Remembered delight lasted only an instant before his whole frame went rigid. "Jesus Christ, Juliet!" Ross exploded, knocking her hand away. "This is a hell of a time to play idiotic games."
Shocked back to the present and horrified at what she'd done, Juliet gave a strangled gasp. Mindlessly, wanting only to escape, she shoved herself away from him, tore the mantle from her face, and tried to clamber to her feet. Gritty, suffocating sand instantly filled her mouth and nostrils.
As Juliet collapsed, choking, Ross wrapped his arm around her waist and hauled back so that her spine was pressed against the front of his body. Then, with precise angry movements, he drew the mantle over her again and recreated their safe haven.
Juliet was shaking violently, as much from humiliation as from her frantic need for air. Ever since this journey had begun, she had worked to conceal how much she was attracted to her husband. Now her weakness was revealed. She felt more exposed than if she had been stripped naked.
This time it was Ross who held the water bottle to her lips so that she could rinse away the stifling sand. Soon she could breathe again, but still she trembled. The barrier they had so carefully constructed between them, of words unsaid and deeds unadmitted, now lay shattered, a victim of the storm.
Despairingly she said, "I'm sorry, Ross, I didn't mean to do that. I wasn't playing games—it's just that... I couldn't help myself. I know it's wrong and shameless and bloody inconvenient, but even after all these years, I still desire you. Being together day and night has been driving me mad." Her throat closed again and she swallowed hard before finishing in a whisper. "I'm sorry, so sorry."
Even though her back was to him, they were folded so closely together that she could feel his reactions in his body. After a moment of surprise his tautness eased.
"One apology is enough, Juliet. My reaction was out of proportion to what you did, but you surprised the devil out of me at a time when I was trying my damnedest to control the effect you have on me." He wrapped a comforting arm around her waist. "As you noticed, I was having no success. You have also been driving me mad. Embarrassing and, as you said, bloody inconvenient, but there it is."
His calm words made Juliet feel less like a disgraceful idiot. More to herself than to him she said, "Why must it be this way? Why can't a marriage that is over be completely over?"
He sighed. "My mother, who as you may recall knows everything worth knowing about the mysterious ways men and women interact, once told me that the first two years or so of a passionate marriage are the most intense. After that, the raging, uncontrollable fire usually slows to a steadier and more manageable blaze.

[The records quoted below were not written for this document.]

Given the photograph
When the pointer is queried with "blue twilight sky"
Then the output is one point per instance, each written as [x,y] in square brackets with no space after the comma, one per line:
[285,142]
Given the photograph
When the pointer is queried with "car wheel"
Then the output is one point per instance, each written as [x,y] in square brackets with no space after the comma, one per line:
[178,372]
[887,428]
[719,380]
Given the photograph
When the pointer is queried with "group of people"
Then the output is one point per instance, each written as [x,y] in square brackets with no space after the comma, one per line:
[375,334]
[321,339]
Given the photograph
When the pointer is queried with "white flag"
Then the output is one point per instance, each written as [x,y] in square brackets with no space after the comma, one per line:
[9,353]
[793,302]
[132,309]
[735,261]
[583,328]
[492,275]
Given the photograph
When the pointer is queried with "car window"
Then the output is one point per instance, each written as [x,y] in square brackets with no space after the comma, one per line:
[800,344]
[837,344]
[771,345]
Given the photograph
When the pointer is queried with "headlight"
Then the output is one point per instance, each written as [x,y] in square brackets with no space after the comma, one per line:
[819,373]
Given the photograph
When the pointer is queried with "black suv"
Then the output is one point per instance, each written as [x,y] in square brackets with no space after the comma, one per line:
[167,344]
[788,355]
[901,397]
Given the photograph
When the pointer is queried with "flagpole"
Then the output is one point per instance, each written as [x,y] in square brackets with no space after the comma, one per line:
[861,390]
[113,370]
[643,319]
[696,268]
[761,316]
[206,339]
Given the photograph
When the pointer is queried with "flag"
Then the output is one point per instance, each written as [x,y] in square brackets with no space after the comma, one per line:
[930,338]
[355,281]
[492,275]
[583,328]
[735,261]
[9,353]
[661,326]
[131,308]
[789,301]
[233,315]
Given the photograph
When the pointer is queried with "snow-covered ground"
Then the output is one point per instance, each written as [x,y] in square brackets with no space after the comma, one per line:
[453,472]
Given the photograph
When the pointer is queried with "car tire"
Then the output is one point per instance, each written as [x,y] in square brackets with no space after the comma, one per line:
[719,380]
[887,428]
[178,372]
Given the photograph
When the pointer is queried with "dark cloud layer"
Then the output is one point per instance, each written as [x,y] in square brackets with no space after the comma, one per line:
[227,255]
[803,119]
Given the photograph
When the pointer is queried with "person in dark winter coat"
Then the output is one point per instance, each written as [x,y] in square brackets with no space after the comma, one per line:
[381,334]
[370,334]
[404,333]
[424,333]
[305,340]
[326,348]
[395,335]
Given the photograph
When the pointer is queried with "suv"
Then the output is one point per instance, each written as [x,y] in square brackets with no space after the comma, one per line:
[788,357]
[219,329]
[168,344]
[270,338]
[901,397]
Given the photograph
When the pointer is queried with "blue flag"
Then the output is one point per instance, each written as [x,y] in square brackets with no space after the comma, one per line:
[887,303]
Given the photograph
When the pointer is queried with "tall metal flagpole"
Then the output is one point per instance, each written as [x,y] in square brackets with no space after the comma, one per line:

"Unfortunately, you left before that happened. We weren't together long enough for the cycle to complete itself and the flames to subside. So even though the rest of the marriage is ancient history, the physical attraction is still alive and well. Now that we're in each other's company again, all that unresolved desire has flared back to life."
"That makes sense." She gave an unsteady chuckle. "I keep thinking of the pillar of fire that guided the Israelites through the wilderness. On this journey, a pillar of fire has been hovering between us, but you dissembled so well that I thought I was the only one affected by it. There is some comfort in knowing that the madness is mutual."
"That it is." His arm tightened around her waist. "You realize that if we share lodgings in Bokhara, we may drive each other well and truly insane."
"The thought has occurred to me," she admitted, "but I feel responsible for you. If not for my brother and mother, you'd be safe in England now. Even though I know there will be nothing I can do to help if the amir condemns you, I still have this irrational need to stay close, to be available just in case."
"And, heaven help me, I feel the same way about you. That I must keep you close because no one else will take as good care of you as I would." His thumb began making slow circles on her midriff.
As tantalizing warmth spiraled through her, he said softly, "We seem to be burdened with both mutual protectiveness and mutual lust. It might be easier for both of us if we do the logical and natural thing about the latter."
The very idea made her melt with longing. To be lovers once again, to give in to desire instead of fighting it—that would be heaven on earth.
Until he went back to England. Leaving Ross once had almost destroyed her; if they recovered their old closeness, she doubted that she would survive losing him again.
"It would be easier only for the moment," she said in a brittle voice. "The effect on the future would be disastrous."